I watched almost all of the House Judiciary Committee hearing with Robert Mueller this morning. The Intel Committee is now up on a second screen of this computer. If we discount the various posturing of members on both sides, one very obvious point is observed by Laura Loomer.
Initially I resisted the implication that yet another public figure was physically failing. But as I watched further, I was struck by some details in Mueller’s performance. The first impression is of a sphinx. Many questions by both sides were met with, “I stand by what the report says,” or some variation of that theme. That matches what Mueller said he would do.
But on further examination, it became clear that Mueller simply does not know the full contents of “his” report. Part of that could be due to the size of the report, but almost every questioner referred to the opening summary portions of the two volumes, and Mueller demonstrated repeated difficulty with command of the summary statements. There are several possible reasons for this.

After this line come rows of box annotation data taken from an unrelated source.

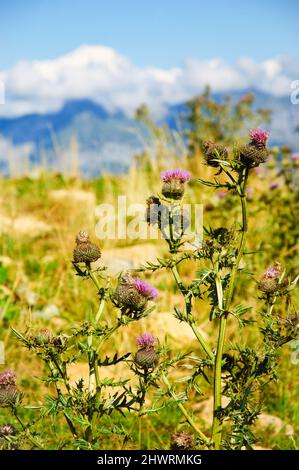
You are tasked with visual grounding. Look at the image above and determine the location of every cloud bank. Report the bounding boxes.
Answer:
[0,46,299,116]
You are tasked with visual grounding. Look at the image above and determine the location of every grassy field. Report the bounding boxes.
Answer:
[0,143,299,449]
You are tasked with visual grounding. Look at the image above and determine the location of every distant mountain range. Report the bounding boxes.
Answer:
[0,91,299,176]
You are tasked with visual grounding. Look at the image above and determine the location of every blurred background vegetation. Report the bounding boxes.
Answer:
[0,89,299,449]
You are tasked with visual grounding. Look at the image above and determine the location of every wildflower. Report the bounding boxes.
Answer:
[161,170,191,200]
[240,128,269,168]
[292,153,299,166]
[112,273,158,313]
[0,424,17,438]
[171,431,195,450]
[34,328,53,346]
[134,333,158,370]
[73,230,101,267]
[217,189,227,199]
[145,196,169,229]
[203,140,228,168]
[52,335,68,353]
[133,277,158,300]
[0,370,19,406]
[136,333,157,349]
[258,262,283,294]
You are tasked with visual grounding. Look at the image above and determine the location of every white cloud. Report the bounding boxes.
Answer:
[0,46,299,116]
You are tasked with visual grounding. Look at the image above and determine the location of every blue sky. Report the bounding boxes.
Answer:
[0,0,299,69]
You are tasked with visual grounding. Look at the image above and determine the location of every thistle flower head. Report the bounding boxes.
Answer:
[0,424,16,437]
[161,169,191,183]
[0,370,17,387]
[263,261,282,279]
[76,230,89,243]
[111,272,158,313]
[73,230,101,266]
[34,328,53,346]
[171,431,195,450]
[133,277,158,300]
[136,333,158,349]
[202,140,228,168]
[249,128,269,144]
[258,262,283,294]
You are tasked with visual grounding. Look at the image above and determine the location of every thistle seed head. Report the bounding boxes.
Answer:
[258,262,283,294]
[203,140,228,168]
[171,431,195,450]
[73,230,101,264]
[112,273,158,313]
[161,169,190,201]
[0,424,17,438]
[239,129,269,168]
[134,347,159,370]
[34,328,53,346]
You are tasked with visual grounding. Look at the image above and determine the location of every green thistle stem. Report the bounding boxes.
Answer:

First, as Mueller admitted, he was only casually involved in most of the investigative and deliberative parts of the Special Counsel endeavor. In other words, he was a figurehead, while Andrew Weissman was the actual Counsel. And that brings us to a collateral problem.
Mueller declared that he paid no attention whatever to the political affiliations of the attorneys he brought in. This demonstrates a titanic error in judgment. The Special Counsel is necessarily a political process. Combining that with the legal concern for the “Fruit of the Poisonous Tree,” Mueller showed that the constitution of the inquiry was faulty. For America to have any faith in his conclusions, Mueller had to have a staff the was widely recognized as fair. Even a divided group with some Dems and some Reps would be better than “Fourteen Angry Democrats.”
Second, the Counsel had considerable trouble following questions. A questioner would point him to “page x” and present a clear question. Numerous times he would ask for the question to be presented a second time. You could argue that his hearing was impaired, but too often he did hear clearly on the first pass. Thus, it appears that Mueller was having difficulty with the logic of the questions. This happened too many times to be simply an accident. And it just happened in the Intel Committee with a question from Representative Wenstrup.
Third, Mueller had extreme difficulty with simple concepts. When the Ranking Member asked Mueller if “collusion” and “conspiracy” were synonymous in the public mind, he answered, “No.” Even when Representative Collins pointed Mueller to the paragraph in the report where that exact equivalence was noted, the Counsel was unable to accept his own words, citing the need to “research” the issue. Of note, in the afternoon Intelligence Committee hearing Mueller used the argument in discussion.
Fourth, when Representative Reschenthaler quoted the late AG Janet Reno, and then asked Mueller if he agreed with her concerns about the abuse of power. Mueller then responded to a question that had not been asked regarding a statute. When the Representative refreshed the question, Mueller still had difficulty understanding that the Reno quote and the question.
Former Independent Counsel Kenneth Starr notes that the Robert Mueller he knew was very vital and vigorous. The Robert Mueller we have seen is halting and unsure. In short, he fits the ordinary description of “elderly.” At the same time, we see memory lapses and difficulty with simple logical constructions. His repeated refusal to answer pertinent questions echoes the decades-rehearsed non-denial response of the lifetime bureaucrat.
While none of this is diagnostic, it raises a serious question. This frail gentleman lacks the vigor needed to either be Special Counsel or to testify meaningfully. His memory lapses and difficulties with simple logic speak to the likely onset of some form of dementia. Absent more detailed examination and evaluation, it would be difficult to argue in favor of a specific form of dementia. It could be the very common vascular dementia that results from small strokes known as lacunar infarcts. It could be early Alzheimer’s Disease. We just can’t be sure.
The final question hangs in front of us. How much of the Mueller investigation ran off the rails because the boss had lost a mental step?